If carried, the constitutional amendment would allow for marriage “in accordance with law by two persons without distinction as to their sex”.
Polls indicate that the amendment will pass in the historically Catholic nation and follows the introduction of civil partnerships in 2011.
But polls also suggest many supportive voters have indicated “reservations” on the issue, which could narrow the lead currently enjoyed by the “Yes” side.
The debate had been largely subdued so far although the announcement last month by Health Minister Leo Varadkar that he is gay — the first openly homosexual cabinet minister in Irish history -– generated headlines around the world.

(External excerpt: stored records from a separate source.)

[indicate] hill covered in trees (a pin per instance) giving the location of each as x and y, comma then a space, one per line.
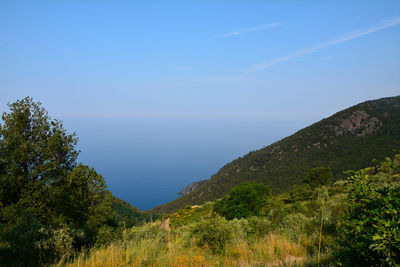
349, 139
50, 205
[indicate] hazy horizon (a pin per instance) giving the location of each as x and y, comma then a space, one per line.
162, 94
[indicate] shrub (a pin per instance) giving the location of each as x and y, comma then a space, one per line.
243, 201
214, 233
370, 229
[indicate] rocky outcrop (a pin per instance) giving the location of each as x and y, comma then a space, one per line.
359, 123
191, 187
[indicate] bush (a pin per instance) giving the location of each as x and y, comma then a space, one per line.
214, 233
370, 229
243, 201
106, 235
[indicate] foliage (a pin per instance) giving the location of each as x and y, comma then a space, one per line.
370, 229
319, 176
214, 233
49, 204
243, 201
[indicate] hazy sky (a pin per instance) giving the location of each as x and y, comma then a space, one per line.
193, 75
198, 58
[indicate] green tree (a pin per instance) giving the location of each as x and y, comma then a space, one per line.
246, 199
369, 231
319, 176
41, 186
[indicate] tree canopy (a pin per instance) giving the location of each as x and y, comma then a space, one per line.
246, 199
41, 184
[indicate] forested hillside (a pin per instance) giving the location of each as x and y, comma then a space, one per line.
350, 139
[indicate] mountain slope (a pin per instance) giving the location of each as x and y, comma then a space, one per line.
127, 215
350, 139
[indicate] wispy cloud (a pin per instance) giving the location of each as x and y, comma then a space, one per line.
252, 29
325, 58
387, 23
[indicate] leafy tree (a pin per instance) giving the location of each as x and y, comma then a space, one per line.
41, 186
369, 232
319, 176
243, 201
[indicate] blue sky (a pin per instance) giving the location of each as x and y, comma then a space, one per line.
198, 58
182, 62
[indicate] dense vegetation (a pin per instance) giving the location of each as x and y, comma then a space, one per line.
56, 211
350, 139
50, 206
348, 223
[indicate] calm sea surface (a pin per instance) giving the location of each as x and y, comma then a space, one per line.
147, 161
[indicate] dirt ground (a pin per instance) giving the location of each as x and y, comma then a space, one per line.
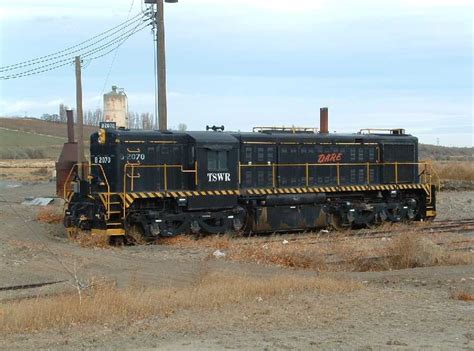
400, 309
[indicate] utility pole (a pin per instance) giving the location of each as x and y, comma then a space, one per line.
161, 66
79, 114
161, 61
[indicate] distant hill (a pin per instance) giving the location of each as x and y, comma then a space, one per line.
39, 126
32, 138
434, 152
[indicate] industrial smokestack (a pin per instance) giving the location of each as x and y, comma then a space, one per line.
323, 120
70, 126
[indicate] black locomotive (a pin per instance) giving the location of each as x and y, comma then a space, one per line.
273, 179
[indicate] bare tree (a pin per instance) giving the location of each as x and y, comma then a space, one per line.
62, 113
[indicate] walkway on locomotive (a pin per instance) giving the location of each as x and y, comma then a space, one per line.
151, 164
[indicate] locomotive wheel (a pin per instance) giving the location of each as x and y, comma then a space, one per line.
335, 222
195, 227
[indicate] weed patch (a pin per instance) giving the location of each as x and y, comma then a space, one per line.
105, 303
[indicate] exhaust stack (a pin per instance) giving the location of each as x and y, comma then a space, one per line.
68, 157
323, 120
70, 126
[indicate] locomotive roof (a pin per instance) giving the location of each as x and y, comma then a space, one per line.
323, 138
211, 137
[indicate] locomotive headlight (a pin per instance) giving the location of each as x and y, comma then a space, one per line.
101, 139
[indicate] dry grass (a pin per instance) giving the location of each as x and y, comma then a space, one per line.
49, 214
462, 295
455, 170
336, 252
89, 240
294, 256
410, 250
104, 303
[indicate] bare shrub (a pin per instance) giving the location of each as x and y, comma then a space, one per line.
89, 240
105, 303
43, 171
35, 153
49, 214
462, 295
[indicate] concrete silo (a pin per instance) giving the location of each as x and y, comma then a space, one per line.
116, 107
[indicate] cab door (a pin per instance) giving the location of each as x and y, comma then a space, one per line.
218, 167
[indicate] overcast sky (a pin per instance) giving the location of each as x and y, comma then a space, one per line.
394, 63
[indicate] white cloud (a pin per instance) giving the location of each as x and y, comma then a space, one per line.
23, 106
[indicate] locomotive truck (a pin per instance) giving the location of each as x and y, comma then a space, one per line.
159, 184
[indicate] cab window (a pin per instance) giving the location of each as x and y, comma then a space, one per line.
217, 160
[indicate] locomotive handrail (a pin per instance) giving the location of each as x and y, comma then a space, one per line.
165, 167
428, 169
90, 165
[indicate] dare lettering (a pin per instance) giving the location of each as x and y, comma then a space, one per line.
331, 157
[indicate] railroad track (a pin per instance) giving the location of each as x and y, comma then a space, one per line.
445, 226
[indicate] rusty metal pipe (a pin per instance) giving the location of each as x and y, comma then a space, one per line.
323, 120
70, 126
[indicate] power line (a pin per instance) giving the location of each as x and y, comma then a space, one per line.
69, 53
63, 62
107, 76
140, 14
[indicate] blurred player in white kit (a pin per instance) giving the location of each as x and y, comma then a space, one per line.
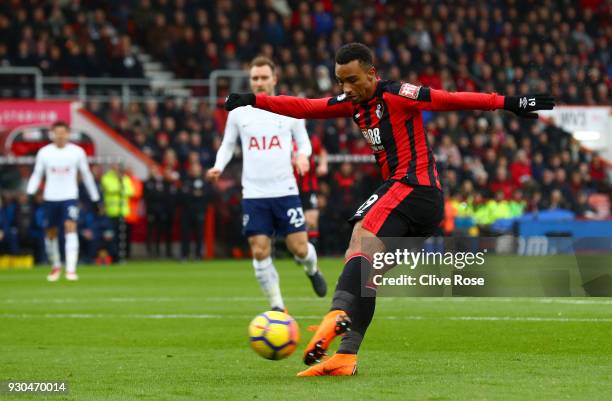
59, 163
271, 203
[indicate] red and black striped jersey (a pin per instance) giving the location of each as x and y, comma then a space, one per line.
391, 122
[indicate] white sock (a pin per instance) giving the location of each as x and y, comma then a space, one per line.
72, 252
310, 261
53, 254
266, 275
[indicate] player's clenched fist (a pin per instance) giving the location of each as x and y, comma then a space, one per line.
238, 100
525, 105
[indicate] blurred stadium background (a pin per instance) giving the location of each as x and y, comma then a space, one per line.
142, 83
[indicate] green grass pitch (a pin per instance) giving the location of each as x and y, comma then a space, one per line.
170, 331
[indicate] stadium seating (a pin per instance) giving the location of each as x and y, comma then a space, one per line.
508, 47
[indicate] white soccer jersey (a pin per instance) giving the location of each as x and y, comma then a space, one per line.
267, 146
59, 166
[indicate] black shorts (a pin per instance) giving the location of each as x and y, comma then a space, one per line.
397, 209
309, 200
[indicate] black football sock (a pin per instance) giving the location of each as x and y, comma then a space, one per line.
348, 297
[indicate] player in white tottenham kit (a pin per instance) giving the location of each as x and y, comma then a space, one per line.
270, 204
58, 162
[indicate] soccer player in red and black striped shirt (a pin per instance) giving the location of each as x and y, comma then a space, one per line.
408, 203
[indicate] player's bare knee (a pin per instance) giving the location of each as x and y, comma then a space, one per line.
260, 253
363, 241
300, 249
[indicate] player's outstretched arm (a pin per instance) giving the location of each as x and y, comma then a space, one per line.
88, 179
226, 150
423, 98
291, 106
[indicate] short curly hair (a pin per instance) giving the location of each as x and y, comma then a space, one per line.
355, 51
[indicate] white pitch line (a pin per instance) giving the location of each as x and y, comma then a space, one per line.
569, 301
212, 316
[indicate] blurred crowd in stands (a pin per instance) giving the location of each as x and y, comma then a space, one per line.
492, 164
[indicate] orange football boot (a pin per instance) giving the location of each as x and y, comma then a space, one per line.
335, 323
337, 365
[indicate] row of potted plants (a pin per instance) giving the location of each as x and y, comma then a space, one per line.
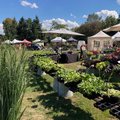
88, 84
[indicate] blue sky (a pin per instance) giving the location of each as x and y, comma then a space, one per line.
70, 11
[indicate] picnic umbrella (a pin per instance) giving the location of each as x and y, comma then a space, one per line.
58, 40
16, 41
26, 42
113, 28
37, 41
63, 31
71, 39
7, 41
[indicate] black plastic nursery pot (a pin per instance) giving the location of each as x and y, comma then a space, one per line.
72, 86
107, 102
51, 72
93, 95
115, 111
60, 80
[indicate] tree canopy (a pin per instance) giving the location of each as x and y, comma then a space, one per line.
22, 29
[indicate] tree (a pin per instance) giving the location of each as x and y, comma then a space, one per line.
29, 33
109, 21
93, 18
89, 29
56, 25
36, 28
22, 29
10, 28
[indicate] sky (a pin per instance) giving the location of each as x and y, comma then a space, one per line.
70, 12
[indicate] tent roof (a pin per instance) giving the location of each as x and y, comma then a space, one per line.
63, 31
100, 34
113, 28
58, 39
117, 35
36, 41
16, 41
26, 41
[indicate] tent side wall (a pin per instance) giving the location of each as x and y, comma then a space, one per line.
102, 40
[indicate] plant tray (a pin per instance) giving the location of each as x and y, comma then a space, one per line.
104, 105
115, 111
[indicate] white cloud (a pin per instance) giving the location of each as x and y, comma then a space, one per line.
46, 24
85, 16
1, 29
25, 3
105, 13
118, 1
72, 15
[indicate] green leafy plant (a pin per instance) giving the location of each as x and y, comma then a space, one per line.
47, 64
111, 92
68, 75
13, 82
91, 84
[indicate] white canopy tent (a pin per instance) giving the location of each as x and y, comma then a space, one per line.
58, 40
16, 41
116, 37
63, 31
37, 41
113, 28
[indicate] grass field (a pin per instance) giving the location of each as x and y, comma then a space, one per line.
44, 104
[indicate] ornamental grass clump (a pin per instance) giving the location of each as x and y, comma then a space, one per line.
13, 82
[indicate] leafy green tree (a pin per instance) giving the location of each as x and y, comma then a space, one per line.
10, 28
22, 29
36, 28
93, 18
109, 21
29, 33
89, 29
56, 25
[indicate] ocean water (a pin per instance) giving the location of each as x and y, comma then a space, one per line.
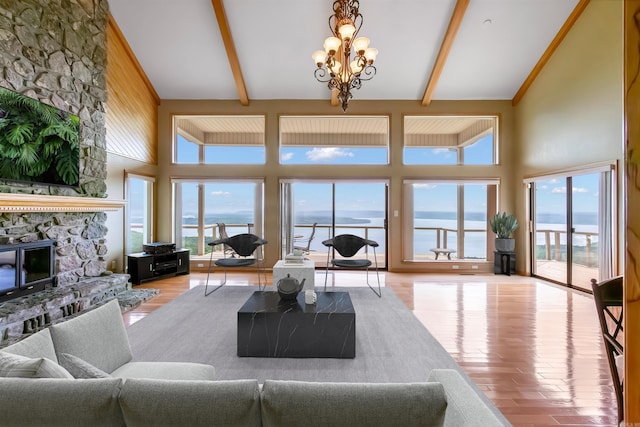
426, 224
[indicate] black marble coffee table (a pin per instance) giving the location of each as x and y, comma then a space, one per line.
269, 327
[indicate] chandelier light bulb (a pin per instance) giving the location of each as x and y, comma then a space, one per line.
336, 68
319, 57
347, 60
331, 45
356, 67
371, 54
346, 31
360, 45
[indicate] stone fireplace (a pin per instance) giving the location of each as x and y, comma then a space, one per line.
55, 51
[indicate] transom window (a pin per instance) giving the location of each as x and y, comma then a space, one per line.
352, 140
219, 139
444, 140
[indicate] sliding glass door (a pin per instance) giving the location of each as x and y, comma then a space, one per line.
335, 207
139, 211
204, 207
572, 238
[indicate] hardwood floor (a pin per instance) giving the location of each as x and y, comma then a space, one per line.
534, 348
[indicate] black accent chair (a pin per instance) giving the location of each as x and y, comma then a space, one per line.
609, 296
348, 245
245, 246
303, 243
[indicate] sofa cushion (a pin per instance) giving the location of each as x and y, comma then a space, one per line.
165, 371
464, 405
36, 345
98, 337
148, 402
79, 368
299, 403
13, 365
55, 402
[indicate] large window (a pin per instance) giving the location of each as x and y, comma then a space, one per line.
572, 236
447, 219
204, 207
139, 212
219, 139
440, 140
335, 207
353, 140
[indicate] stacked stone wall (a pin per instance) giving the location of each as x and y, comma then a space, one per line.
55, 51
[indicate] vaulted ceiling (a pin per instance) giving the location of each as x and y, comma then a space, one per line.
261, 49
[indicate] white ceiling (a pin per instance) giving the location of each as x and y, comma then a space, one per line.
179, 45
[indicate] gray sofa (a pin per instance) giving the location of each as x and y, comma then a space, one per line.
106, 388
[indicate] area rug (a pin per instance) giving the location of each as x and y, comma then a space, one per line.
131, 298
391, 343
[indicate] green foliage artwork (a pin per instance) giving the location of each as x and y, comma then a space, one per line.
38, 143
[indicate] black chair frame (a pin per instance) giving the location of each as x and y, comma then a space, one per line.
304, 243
348, 245
244, 245
609, 296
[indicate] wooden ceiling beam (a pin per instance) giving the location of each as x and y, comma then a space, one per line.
445, 49
230, 47
564, 30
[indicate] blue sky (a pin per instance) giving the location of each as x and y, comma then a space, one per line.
429, 197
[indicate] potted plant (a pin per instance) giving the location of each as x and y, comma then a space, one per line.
504, 225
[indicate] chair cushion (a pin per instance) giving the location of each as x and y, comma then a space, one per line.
158, 403
60, 403
13, 365
36, 345
235, 262
351, 263
165, 371
299, 403
79, 368
98, 337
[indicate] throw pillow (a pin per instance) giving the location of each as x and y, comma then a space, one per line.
80, 368
12, 365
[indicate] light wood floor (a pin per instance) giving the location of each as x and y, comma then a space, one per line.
534, 348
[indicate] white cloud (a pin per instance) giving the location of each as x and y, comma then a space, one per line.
327, 153
442, 150
424, 186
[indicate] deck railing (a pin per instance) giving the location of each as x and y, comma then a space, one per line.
552, 247
554, 240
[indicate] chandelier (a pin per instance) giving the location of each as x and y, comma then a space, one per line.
336, 67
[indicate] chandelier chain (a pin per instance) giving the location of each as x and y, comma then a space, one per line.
336, 67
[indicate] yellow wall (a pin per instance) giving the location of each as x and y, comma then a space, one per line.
573, 113
273, 171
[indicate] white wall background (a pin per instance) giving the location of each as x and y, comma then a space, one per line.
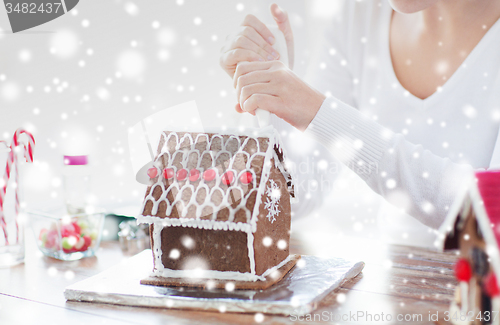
78, 82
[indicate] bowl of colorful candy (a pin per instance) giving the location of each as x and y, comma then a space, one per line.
67, 237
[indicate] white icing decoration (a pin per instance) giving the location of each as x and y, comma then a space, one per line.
495, 304
464, 292
273, 200
218, 275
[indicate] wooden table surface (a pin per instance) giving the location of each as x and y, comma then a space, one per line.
408, 282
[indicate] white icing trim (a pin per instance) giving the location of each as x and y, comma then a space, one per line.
273, 196
274, 268
495, 304
194, 223
266, 170
464, 296
208, 274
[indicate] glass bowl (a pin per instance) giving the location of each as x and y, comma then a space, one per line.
67, 237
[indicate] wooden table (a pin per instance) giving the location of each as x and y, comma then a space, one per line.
409, 282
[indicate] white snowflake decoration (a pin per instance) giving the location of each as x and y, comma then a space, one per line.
273, 200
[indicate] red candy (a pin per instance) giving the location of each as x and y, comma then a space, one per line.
181, 174
209, 175
246, 178
68, 230
227, 178
463, 271
152, 172
491, 285
194, 174
168, 173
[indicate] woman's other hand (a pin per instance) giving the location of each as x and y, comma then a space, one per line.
275, 88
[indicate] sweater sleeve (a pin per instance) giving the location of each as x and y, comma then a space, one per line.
408, 176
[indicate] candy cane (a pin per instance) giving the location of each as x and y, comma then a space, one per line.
11, 164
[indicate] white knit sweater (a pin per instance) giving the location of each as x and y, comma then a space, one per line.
417, 154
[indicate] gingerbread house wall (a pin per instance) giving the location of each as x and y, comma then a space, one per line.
267, 257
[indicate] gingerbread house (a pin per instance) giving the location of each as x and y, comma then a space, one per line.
218, 205
473, 228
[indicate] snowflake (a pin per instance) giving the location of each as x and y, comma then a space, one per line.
273, 200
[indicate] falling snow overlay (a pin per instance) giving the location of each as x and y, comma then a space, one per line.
272, 203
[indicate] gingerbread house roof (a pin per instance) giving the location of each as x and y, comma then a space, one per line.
213, 180
483, 198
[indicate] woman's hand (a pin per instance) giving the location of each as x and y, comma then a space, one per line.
273, 87
253, 42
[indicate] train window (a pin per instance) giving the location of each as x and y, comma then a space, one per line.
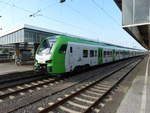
105, 53
70, 49
85, 53
91, 53
63, 48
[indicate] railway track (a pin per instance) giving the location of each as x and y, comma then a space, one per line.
14, 94
86, 98
9, 92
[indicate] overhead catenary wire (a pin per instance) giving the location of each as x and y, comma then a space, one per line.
89, 20
36, 13
105, 12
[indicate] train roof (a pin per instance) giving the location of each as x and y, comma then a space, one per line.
102, 44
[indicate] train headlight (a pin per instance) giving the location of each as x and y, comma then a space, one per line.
49, 61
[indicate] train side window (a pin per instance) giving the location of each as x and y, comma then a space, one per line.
85, 53
105, 53
70, 49
91, 53
63, 49
95, 53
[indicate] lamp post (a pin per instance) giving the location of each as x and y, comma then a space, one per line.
1, 27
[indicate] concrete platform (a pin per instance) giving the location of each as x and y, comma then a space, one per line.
137, 99
8, 68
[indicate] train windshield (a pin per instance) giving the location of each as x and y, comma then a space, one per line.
46, 46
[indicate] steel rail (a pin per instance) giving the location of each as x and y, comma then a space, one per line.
55, 105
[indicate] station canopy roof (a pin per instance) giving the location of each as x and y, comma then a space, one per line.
26, 33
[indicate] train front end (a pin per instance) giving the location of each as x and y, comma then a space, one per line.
43, 57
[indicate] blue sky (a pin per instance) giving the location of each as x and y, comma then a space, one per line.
101, 22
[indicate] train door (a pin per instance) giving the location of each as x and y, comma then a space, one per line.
114, 54
100, 55
71, 58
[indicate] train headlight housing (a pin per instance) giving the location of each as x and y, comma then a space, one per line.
49, 61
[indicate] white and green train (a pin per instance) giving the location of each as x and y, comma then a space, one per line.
60, 54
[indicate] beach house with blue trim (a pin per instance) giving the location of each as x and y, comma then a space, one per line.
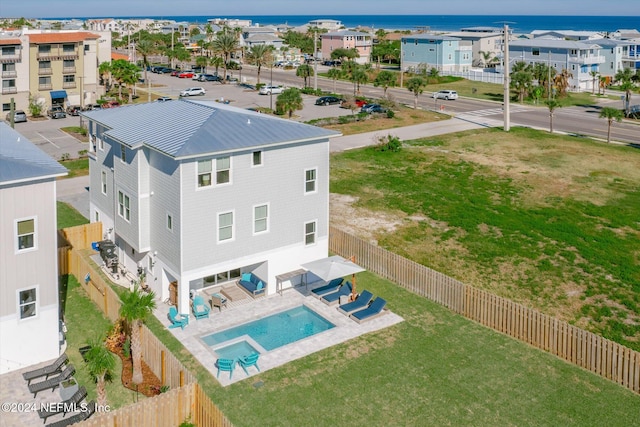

While the influence of the Roman Catholic Church in Ireland has waned in the wake of a series of child sex abuse scandals, Catholic groups are expected to play a major role in the pre-vote discussions.
In December, Ireland’s Catholic bishops reiterated their opposition to same-sex marriage.
In a letter distributed to parishes, the bishops said “marriage means the union of a man and woman”.